Blob Input/Output

Blob Input

The Blob Input tool reads all files matching a path with a wildcard pattern, and transforms them into a series of fields of Binary type (blobs). The tool writes two output fields: FILENAME and CONTENTS. This is useful for transporting data contained in a set of files, such as sending it to a web service.

Blob Input tool configuration parameters

The Blob Input tool has a single set of configuration parameters in addition to the standard execution options.

Parameter	Description
Input file	A full or relative path with a wildcard-pattern indicating which files to read. It may contain wildcards in any position. Example: `f:\data\\dbf\.*.`
File splitting	Determines how the input data is split: Don't split: complete files are read and sent to binary fields. A file that is larger than Max bytes per blob is skipped and a warning issued. Byte size: files are split when they reach Max bytes per blob. Line count: files are split at end-of-line markers (which are included in the data). The split point occurs when either Max bytes per blob or Line count is reached, whichever comes first.
Max bytes per blob	The largest allowable blob, in bytes. The minimum value is 4096. The maximum value corresponds to the maximum binary field size (currently 10MB).
Line count	If File splitting is Line count, the maximum number of lines that may be placed into a single blob.
Produce file name field	If selected, the file name will be output as a record field.
Output full path	If Produce file name field is selected, optionally outputs the entire path to the record file name field.
Output URI path	If Output full path is selected, express path as a Uniform Resource Identifier (URI).
Field name	If Produce file name field is selected, name of the column to be used for the file name. This is optional and defaults to `FILENAME`.
Field size	If Produce file name field is selected, size of the field to be used for the file name. This is optional and defaults to `255`.

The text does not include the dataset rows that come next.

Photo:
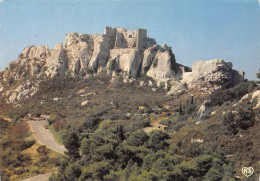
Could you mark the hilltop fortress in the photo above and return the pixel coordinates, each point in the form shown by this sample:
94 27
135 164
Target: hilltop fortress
117 52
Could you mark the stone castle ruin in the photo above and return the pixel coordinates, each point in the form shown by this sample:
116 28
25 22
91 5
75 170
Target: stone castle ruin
121 38
117 52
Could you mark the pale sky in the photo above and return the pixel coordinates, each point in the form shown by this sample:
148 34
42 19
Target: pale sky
195 29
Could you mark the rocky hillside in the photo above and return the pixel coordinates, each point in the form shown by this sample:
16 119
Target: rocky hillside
126 110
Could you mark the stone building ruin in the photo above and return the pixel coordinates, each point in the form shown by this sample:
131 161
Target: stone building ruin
121 38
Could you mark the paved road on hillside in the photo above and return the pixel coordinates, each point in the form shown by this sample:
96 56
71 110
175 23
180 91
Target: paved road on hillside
44 136
42 177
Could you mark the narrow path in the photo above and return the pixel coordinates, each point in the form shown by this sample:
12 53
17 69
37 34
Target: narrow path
42 177
44 136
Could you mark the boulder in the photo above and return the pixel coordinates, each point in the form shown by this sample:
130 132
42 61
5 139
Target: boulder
161 68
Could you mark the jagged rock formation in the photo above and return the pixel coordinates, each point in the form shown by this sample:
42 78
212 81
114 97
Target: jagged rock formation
135 53
215 71
117 51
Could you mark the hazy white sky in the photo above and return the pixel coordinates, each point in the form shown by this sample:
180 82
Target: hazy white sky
195 29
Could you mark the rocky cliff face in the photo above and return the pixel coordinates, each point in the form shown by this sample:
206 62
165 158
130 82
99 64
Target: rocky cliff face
115 52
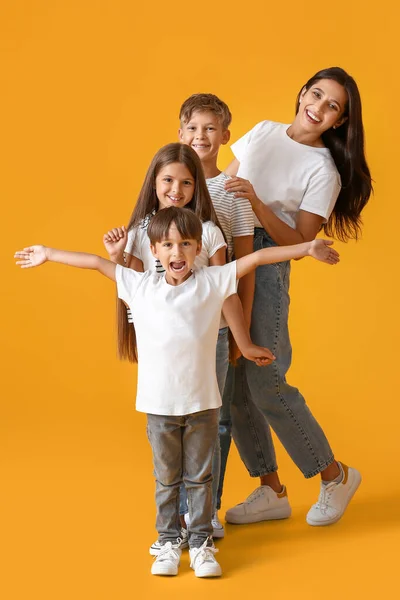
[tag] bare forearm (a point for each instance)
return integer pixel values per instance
(82, 260)
(246, 295)
(280, 232)
(233, 313)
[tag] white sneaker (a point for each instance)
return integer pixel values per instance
(218, 528)
(156, 547)
(202, 560)
(334, 498)
(168, 559)
(262, 505)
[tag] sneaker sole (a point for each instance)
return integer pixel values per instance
(218, 533)
(268, 515)
(164, 572)
(209, 573)
(156, 551)
(353, 489)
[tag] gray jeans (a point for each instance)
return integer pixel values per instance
(262, 397)
(183, 448)
(222, 448)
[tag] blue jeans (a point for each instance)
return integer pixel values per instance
(183, 449)
(262, 398)
(222, 448)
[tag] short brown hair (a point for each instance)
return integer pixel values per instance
(187, 223)
(203, 102)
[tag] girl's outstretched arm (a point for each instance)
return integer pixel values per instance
(33, 256)
(318, 249)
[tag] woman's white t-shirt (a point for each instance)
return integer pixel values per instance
(176, 332)
(287, 176)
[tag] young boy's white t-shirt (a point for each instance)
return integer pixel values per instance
(176, 331)
(286, 175)
(234, 214)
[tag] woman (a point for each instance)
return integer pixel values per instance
(298, 178)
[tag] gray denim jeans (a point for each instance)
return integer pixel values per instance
(261, 397)
(183, 449)
(222, 448)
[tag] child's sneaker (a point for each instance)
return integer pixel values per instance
(262, 505)
(334, 498)
(168, 559)
(156, 547)
(202, 560)
(218, 528)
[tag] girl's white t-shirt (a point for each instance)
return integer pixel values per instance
(287, 176)
(176, 331)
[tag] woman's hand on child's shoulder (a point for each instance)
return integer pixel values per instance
(32, 256)
(321, 250)
(115, 240)
(261, 356)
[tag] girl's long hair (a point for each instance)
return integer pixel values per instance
(146, 205)
(346, 144)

Configure the Blob Input tool

Select the Blob Input tool.
Go to the Configuration tab.
Specify a full or relative path with a wildcard-pattern indicating which files to read.
Optionally, specify File splitting:
- Don't split: complete files are read and sent to binary fields. A file that is larger than Max bytes per blob is skipped and a warning issued.
- Byte size: files are split when they reach Max bytes per blob.
- Line count: files are split at end-of-line markers (which are included in the data). The split point occurs when either Max bytes per blob or Line count is reached, whichever comes first.
If File splitting is set to Line count or Byte size, you may specify Max bytes per blob or accept the default setting.
If File splitting is set to Line count, you may specify Max lines per blob.
To include the name of the input file as a new field, you may select Produce file name field and specify a Field name and Field size. Select Output full path to include the complete file specification. This can be useful when reading a wildcarded set of files. Select Output URI path to express the complete file specification as a Uniform Resource Identifier.
Optionally, go to the Execution tab and Enable trigger input, configure reporting options, or set Web service options.

The Blob Input tool produces Binary data. If the input data is text, you can use a Calculate tool downstream of the Blob Input tool and assign the function DecodeTextBytes(binary_field, "code_page_name") to a new text field

Blob Output

The Blob Output tool accepts an input with two fields, FILENAME and CONTENTS, and writes these to a series of output files.

Blob Output tool configuration parameters

The Blob Output tool has a single set of configuration parameters in addition to the standard execution options.

Parameter	Description
File name	The name of the input field containing a full or relative file path to which data will be written.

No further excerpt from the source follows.